Chapter 3: Standards — OCI and Runtime v2

Each arrow is a different contract. CRI is owned by Kubernetes. Runtime v2 is owned by containerd. The OCI runtime spec is owned by the OCI. They were designed at different times by different groups.

What OCI Is

The Open Container Initiative is a Linux Foundation project formed at DockerCon on June 22, 2015. Its mandate is to publish open specifications for container formats and runtimes. The point is interoperability: a runtime, a registry, or a builder should be replaceable without rewriting everything above it.

OCI publishes three specifications, each versioned independently:

Runtime Specification — what a runtime consumes and how it behaves.
Image Specification — what an image is.
Distribution Specification — how images move through registries.
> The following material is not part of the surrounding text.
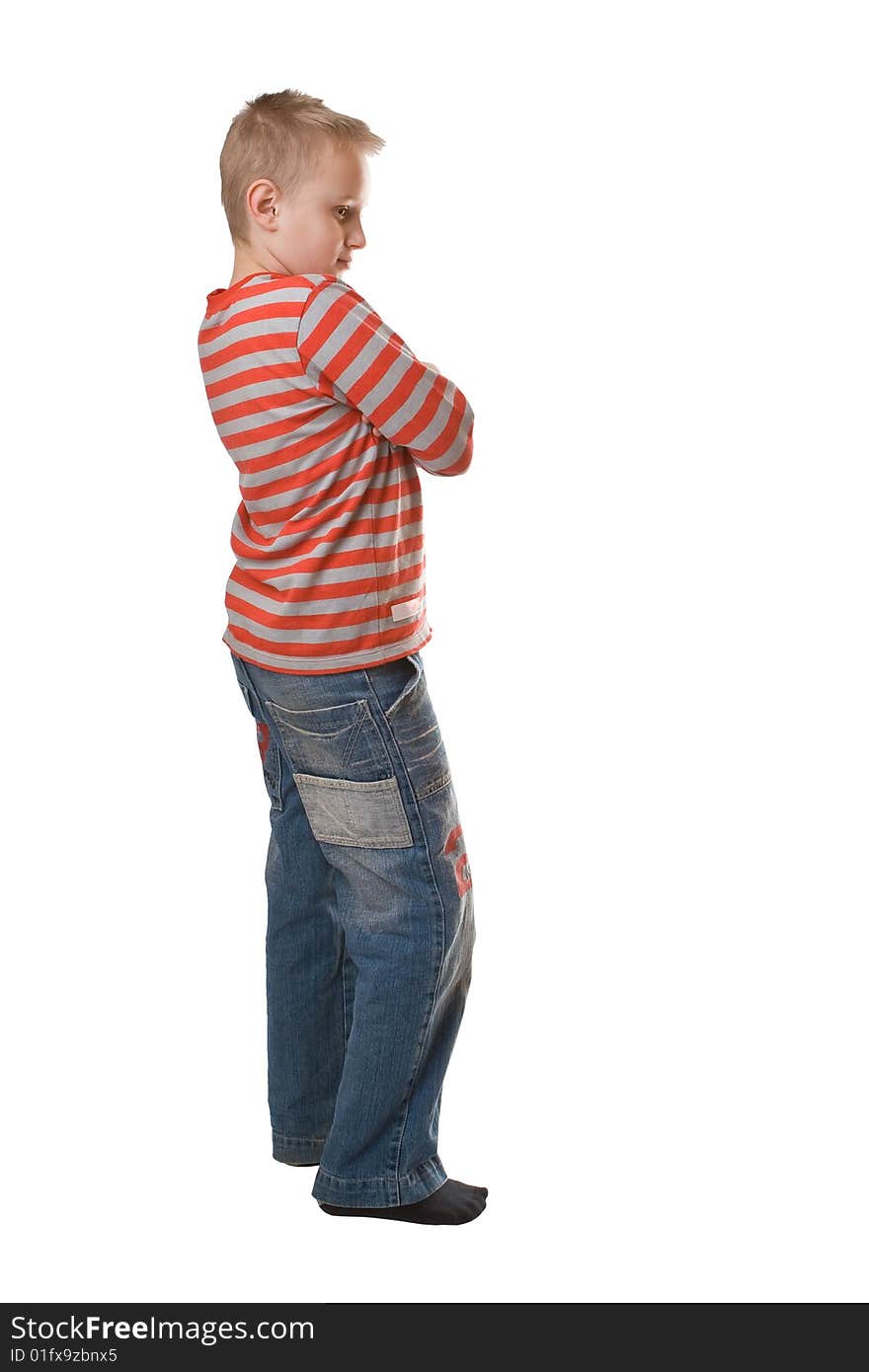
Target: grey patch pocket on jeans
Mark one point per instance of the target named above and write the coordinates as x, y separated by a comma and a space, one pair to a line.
357, 813
344, 774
The Runtime and Image specs were the original two. The Distribution spec, derived from Docker's Registry HTTP API V2, reached 1.0 in 2020 and turned an existing de facto standard into an open one.

This chapter focuses on the Runtime Specification.

The OCI Runtime Specification

The runtime spec defines two artifacts and a small lifecycle.

The Bundle

A bundle is a directory on disk containing two things: a config.json file and a root filesystem the runtime will use as /.

config.json describes the desired environment in fields that map to the chapter 2 model:

process — args, env, cwd, user, capabilities, rlimits, terminal, noNewPrivileges.
root — path to the root filesystem and a readonly flag.
mounts — destination, type, source, options. The mount table the runtime should set up before exec.
hostname.
linux — the Linux-specific block: namespaces to enter or create, UID and GID mappings, devices, cgroupsPath, resources (per-controller cgroup settings), seccomp filter, maskedPaths and readonlyPaths, rootfsPropagation, sysctls.
hooks — code to run at fixed points in the lifecycle.
annotations — opaque key/value metadata.

ociVersion pins the spec version the config targets; runc rejects bundles whose major version it does not recognize.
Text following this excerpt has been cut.